Margaret Thatcher narrowly beats David Cameron to be named worst prime minister of the century
Despite her top ranking in the poll, Lib Dem Lord Paddy Ashdown declared the Iron Lady as one of the most successful prime ministers of all time
DAVID Cameron has been narrowly beaten by Margaret Thatcher for the title of the century’s worst prime minister.
Members of the Historical Writers’ Association were asked to consider the 19 prime ministers who have led the UK since 1916 and Thatcher came first with 24% of the vote.
Cameron was not far behind with 22% and Neville Chamberlain came in third with 17%.
The biggest problem the authors had with her time in charge was her attitude to society, saying she had a “lack of compassion”.
But she did receive some praise from the Lib Dem Lord Paddy Ashdown who said during her time in charge, from 1979 to 1990, she was “a great and necessary destroyer”.
And he said he would count her as one of the most successful prime ministers of all time.

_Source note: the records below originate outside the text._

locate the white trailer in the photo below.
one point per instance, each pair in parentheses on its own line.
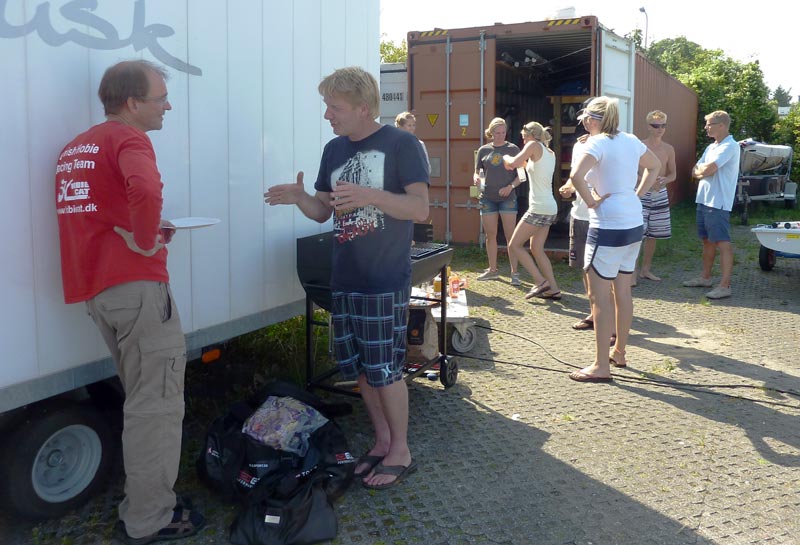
(246,115)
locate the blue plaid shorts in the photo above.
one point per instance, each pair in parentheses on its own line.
(369,335)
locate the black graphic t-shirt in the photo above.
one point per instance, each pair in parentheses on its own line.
(371,251)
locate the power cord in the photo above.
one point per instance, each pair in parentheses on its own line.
(693,387)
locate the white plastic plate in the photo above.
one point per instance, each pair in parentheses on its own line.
(193,222)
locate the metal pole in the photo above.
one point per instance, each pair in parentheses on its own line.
(646,26)
(448,181)
(482,100)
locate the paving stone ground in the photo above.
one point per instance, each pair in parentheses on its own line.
(696,442)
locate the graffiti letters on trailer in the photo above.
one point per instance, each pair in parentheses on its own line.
(363,169)
(80,12)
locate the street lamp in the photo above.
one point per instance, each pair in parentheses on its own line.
(646,25)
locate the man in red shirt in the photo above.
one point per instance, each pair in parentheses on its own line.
(113,257)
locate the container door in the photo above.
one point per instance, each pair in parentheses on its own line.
(454,213)
(617,70)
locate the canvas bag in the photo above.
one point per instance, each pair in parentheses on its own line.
(286,511)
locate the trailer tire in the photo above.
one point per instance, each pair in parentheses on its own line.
(448,372)
(766,258)
(60,458)
(463,343)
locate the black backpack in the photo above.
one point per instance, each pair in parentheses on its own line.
(287,498)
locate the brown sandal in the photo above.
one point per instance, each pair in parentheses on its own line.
(583,324)
(185,523)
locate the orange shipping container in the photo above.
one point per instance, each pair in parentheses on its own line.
(459,79)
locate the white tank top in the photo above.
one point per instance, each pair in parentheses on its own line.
(540,183)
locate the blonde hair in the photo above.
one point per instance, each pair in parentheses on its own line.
(539,133)
(608,108)
(355,85)
(656,114)
(403,118)
(719,116)
(494,123)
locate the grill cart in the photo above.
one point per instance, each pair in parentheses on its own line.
(764,171)
(781,239)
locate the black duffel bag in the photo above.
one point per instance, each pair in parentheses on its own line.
(286,511)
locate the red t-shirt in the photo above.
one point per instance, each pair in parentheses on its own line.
(108,177)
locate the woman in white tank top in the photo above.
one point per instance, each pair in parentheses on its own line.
(540,163)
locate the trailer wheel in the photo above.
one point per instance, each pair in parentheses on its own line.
(766,258)
(60,458)
(463,343)
(448,372)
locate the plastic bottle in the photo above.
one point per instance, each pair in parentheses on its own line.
(454,285)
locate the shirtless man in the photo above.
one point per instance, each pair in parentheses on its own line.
(655,204)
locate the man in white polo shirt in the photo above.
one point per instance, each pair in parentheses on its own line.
(717,172)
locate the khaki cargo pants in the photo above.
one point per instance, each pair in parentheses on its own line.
(141,327)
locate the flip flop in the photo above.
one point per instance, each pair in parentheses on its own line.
(545,294)
(371,460)
(580,376)
(537,290)
(400,472)
(583,325)
(616,363)
(650,276)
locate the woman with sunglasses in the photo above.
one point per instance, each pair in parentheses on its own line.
(498,199)
(610,163)
(540,162)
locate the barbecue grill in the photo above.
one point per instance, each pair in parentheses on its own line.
(314,261)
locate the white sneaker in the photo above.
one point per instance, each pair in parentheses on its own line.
(719,293)
(698,282)
(489,274)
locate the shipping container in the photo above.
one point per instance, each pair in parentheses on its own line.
(394,91)
(245,115)
(459,79)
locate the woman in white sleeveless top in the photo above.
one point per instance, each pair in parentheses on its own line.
(540,163)
(610,163)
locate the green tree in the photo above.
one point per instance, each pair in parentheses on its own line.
(782,96)
(390,52)
(787,132)
(721,83)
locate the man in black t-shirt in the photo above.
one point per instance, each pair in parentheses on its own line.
(374,179)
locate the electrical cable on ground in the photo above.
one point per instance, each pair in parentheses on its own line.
(702,388)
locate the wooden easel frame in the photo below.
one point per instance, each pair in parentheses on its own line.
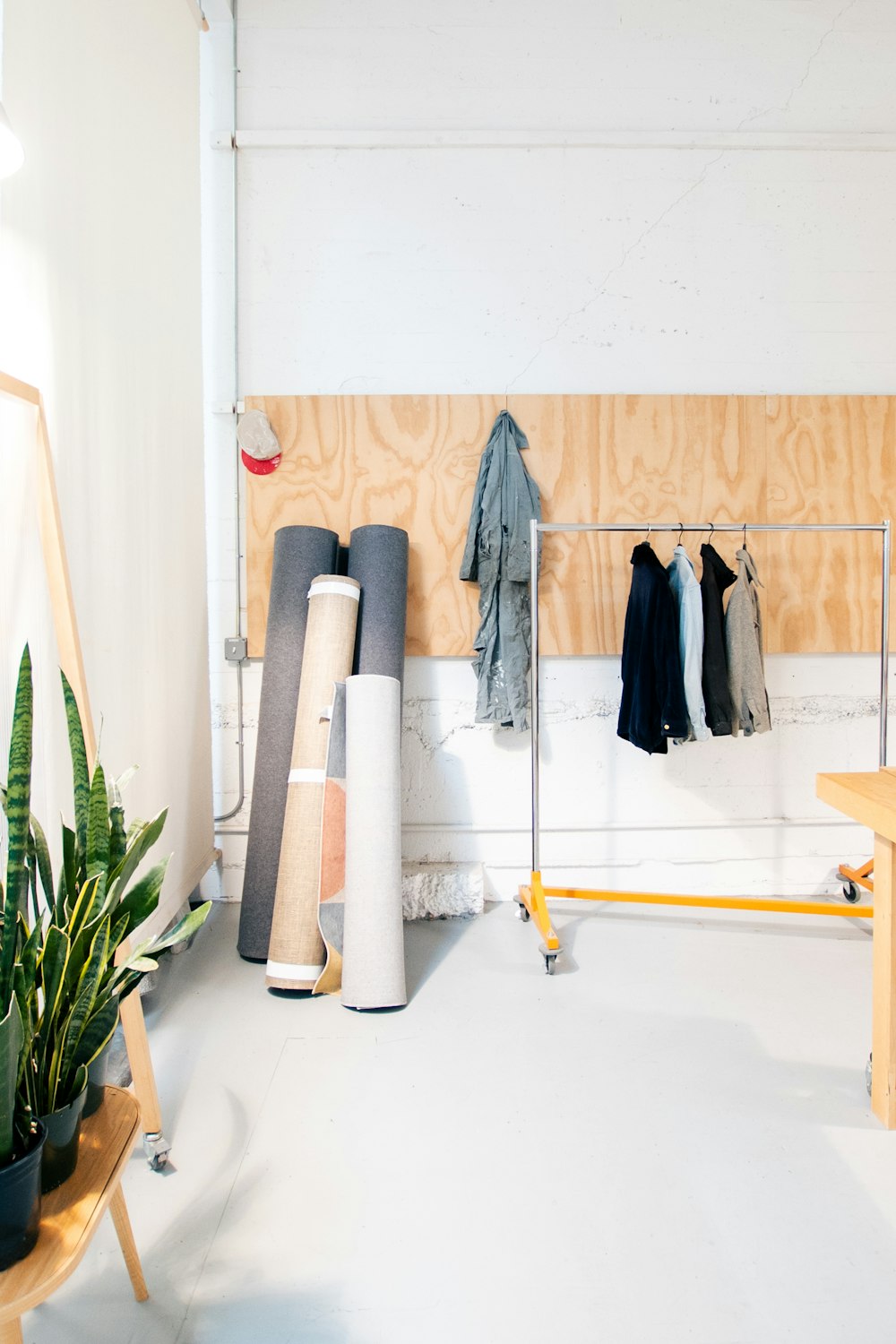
(72,661)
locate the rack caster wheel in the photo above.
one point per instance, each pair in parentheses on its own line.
(156,1148)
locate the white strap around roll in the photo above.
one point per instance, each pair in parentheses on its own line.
(304,774)
(341,589)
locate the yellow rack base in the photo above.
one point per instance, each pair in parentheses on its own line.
(533,905)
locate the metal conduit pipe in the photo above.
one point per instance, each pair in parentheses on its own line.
(238,575)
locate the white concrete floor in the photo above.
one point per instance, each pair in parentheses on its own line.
(669,1140)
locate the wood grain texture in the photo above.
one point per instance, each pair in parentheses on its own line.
(411,461)
(831,460)
(866,796)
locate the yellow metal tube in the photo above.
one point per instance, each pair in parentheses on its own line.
(657,898)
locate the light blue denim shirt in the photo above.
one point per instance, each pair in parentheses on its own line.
(689,607)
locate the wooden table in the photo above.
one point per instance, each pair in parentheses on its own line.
(72,1212)
(871,798)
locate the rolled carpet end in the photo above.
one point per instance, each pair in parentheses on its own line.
(281,975)
(374,932)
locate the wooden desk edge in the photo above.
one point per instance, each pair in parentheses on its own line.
(858,796)
(15,1308)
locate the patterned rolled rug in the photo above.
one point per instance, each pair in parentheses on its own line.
(374,933)
(296,953)
(300,554)
(378,559)
(332,883)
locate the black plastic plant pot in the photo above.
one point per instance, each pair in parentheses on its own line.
(61,1148)
(97,1074)
(21,1203)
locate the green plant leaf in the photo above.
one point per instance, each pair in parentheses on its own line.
(53,973)
(45,866)
(117,838)
(89,903)
(142,838)
(85,999)
(185,929)
(18,819)
(142,898)
(97,1032)
(99,835)
(80,768)
(67,892)
(11,1043)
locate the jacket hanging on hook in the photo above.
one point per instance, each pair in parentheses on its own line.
(497,556)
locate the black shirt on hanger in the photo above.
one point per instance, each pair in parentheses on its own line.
(653,703)
(713,581)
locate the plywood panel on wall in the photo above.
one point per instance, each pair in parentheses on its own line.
(411,461)
(831,460)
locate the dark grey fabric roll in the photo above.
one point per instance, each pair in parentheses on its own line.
(300,556)
(378,559)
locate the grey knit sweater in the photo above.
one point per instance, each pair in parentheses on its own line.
(743,642)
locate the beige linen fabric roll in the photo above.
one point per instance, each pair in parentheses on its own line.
(296,954)
(374,935)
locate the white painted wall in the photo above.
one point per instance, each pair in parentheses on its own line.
(99,269)
(446,268)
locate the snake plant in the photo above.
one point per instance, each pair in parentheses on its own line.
(18,949)
(72,965)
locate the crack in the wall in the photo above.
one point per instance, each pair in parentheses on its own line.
(602,289)
(785,105)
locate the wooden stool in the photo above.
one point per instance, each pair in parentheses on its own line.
(72,1212)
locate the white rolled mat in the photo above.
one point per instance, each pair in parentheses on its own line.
(374,933)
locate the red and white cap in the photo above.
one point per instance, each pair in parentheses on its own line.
(258,444)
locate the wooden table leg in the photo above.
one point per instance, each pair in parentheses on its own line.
(883,1075)
(118,1211)
(140,1059)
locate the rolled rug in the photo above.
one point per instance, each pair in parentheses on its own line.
(374,935)
(300,556)
(378,559)
(332,882)
(296,953)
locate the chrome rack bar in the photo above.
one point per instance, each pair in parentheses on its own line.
(535,529)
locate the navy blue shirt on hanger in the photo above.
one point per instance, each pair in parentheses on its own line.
(653,703)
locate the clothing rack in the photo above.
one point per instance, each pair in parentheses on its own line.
(532,898)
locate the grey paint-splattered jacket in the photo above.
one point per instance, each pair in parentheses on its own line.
(497,556)
(743,644)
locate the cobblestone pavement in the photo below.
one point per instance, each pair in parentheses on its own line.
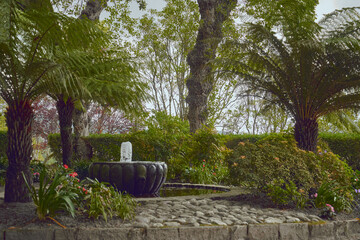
(195,212)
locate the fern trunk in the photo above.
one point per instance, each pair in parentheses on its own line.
(19,120)
(65,111)
(306,134)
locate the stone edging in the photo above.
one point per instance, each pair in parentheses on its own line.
(200,186)
(349,229)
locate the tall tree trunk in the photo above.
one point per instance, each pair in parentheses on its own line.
(19,120)
(306,134)
(65,111)
(200,83)
(93,9)
(81,129)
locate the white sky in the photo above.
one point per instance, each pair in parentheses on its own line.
(324,7)
(327,6)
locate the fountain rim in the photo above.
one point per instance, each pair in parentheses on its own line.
(132,162)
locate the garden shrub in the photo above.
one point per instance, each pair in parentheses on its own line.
(201,160)
(275,161)
(345,145)
(60,189)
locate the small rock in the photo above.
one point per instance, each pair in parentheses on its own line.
(291,220)
(195,224)
(199,214)
(157,225)
(171,224)
(140,225)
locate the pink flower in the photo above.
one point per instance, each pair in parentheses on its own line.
(330,207)
(74,174)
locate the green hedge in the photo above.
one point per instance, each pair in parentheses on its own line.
(345,145)
(157,146)
(146,146)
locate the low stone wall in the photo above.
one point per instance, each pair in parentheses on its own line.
(285,231)
(199,186)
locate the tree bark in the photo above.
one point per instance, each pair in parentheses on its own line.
(306,134)
(19,120)
(81,129)
(93,9)
(200,83)
(65,111)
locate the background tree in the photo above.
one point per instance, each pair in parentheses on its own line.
(200,83)
(166,38)
(307,75)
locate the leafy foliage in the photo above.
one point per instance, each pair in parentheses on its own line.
(277,166)
(103,200)
(306,73)
(56,192)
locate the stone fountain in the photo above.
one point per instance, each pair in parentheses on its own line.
(138,178)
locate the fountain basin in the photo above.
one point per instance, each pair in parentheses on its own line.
(138,178)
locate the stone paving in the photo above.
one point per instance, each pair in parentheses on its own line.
(207,212)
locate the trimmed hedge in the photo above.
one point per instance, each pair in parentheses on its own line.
(145,146)
(345,145)
(156,146)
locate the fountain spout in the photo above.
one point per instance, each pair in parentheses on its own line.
(126,152)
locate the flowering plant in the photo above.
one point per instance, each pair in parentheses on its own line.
(57,191)
(103,200)
(328,212)
(334,194)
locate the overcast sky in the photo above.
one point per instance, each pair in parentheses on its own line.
(324,7)
(327,6)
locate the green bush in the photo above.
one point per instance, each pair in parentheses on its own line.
(201,160)
(276,159)
(103,200)
(345,145)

He said: “I disagreed with Mrs Thatcher, I fought her all the way.
“But I thought she was a great and necessary destroyer.
“Some of those old structures she pulled down had to be pulled down, but what she wasn’t was a builder.
“Oddly enough, this will offend some, I put her down as one of the most successful PMs of all time, not because I agreed with her, but because she laid out her stall and she achieved it, and Britain in many ways was stronger afterwards – although in many ways it was also weaker, particularly our sense of communities,” The Guardian reports.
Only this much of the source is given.